How does Java's bit shift operator work under the hood?
Asked Answered
L

2

7

I didn't study IT, and only very recently came across bit shifts and an application for two's complement. So, can you please use simple English in your explanations and assume I know hardly anything about IP addresses, bit operations, and Java datatypes?

Today, I found the following piece of code (abbreviated):

long m = (-1) << (byte) 16;

Now, this is for IP subnet masking. I know I need to start out with 4 blocks of 8 bits (i.e. 4 bytes), and all bits have to be "switched on": 11111111 11111111 1111111 1111111 Next, zeros are shifted in from the right, in this case 16 bits' worth; so we get 11111111 11111111 00000000 0000000, the mask.

But I do have a few questions:

  1. Does the 16 have to be of type byte for this to work?
  2. The result is of type long. When the expression above runs, -1 gets converted into - effectively - 4x8bit blocks.
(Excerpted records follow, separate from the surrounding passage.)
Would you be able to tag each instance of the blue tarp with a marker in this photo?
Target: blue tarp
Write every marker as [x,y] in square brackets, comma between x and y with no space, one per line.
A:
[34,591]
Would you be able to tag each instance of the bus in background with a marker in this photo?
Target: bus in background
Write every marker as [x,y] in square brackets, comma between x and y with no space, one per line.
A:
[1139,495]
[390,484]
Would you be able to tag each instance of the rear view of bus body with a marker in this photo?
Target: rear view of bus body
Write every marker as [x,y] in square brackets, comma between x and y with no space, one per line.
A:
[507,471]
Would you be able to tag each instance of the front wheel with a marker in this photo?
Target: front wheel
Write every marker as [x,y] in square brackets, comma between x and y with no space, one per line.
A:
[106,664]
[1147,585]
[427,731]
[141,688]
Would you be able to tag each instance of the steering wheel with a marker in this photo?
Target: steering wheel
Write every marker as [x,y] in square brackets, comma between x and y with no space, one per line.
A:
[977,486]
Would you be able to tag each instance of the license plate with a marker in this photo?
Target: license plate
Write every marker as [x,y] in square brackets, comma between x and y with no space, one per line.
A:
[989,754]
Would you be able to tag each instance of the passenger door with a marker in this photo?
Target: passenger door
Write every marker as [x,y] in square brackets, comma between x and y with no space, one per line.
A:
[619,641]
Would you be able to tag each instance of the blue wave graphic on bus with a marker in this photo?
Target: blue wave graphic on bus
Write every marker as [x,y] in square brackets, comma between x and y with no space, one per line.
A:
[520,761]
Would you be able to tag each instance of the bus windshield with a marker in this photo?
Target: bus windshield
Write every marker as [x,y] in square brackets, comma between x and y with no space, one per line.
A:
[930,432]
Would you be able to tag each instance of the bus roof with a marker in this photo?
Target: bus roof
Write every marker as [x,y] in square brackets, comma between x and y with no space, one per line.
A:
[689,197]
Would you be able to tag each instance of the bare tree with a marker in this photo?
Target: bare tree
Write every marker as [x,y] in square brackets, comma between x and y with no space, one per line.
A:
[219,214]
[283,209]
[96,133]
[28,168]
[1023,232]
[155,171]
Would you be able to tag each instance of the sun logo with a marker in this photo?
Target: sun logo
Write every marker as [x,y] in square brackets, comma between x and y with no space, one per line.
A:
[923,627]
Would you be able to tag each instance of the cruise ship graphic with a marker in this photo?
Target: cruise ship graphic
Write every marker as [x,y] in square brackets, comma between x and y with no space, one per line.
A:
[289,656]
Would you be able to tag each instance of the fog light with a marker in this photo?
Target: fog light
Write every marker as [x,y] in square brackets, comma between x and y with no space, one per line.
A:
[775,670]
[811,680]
How does Java know it needs 32 positions/bits (an IP address' length), and not, say, 16, or 8, when applying two's complement? (I'm guessing that has to do with the long datatype?)
  3. Why is two's complement applied to -1 to begin with? (Google gives you -0b1 if you ask it what -1 is in binary. I first thought it might be to do with overflow, but it isn't, is it...?)
  4. Really, what datatypes does the compiler convert this to while it's running the code, to make it all work?

UPDATE: The 16 is produced at runtime by a method; I just put a constant in here as an example. In hindsight probably a bad idea...

Logistics answered 8/9, 2015 at 15:31 Comment(4)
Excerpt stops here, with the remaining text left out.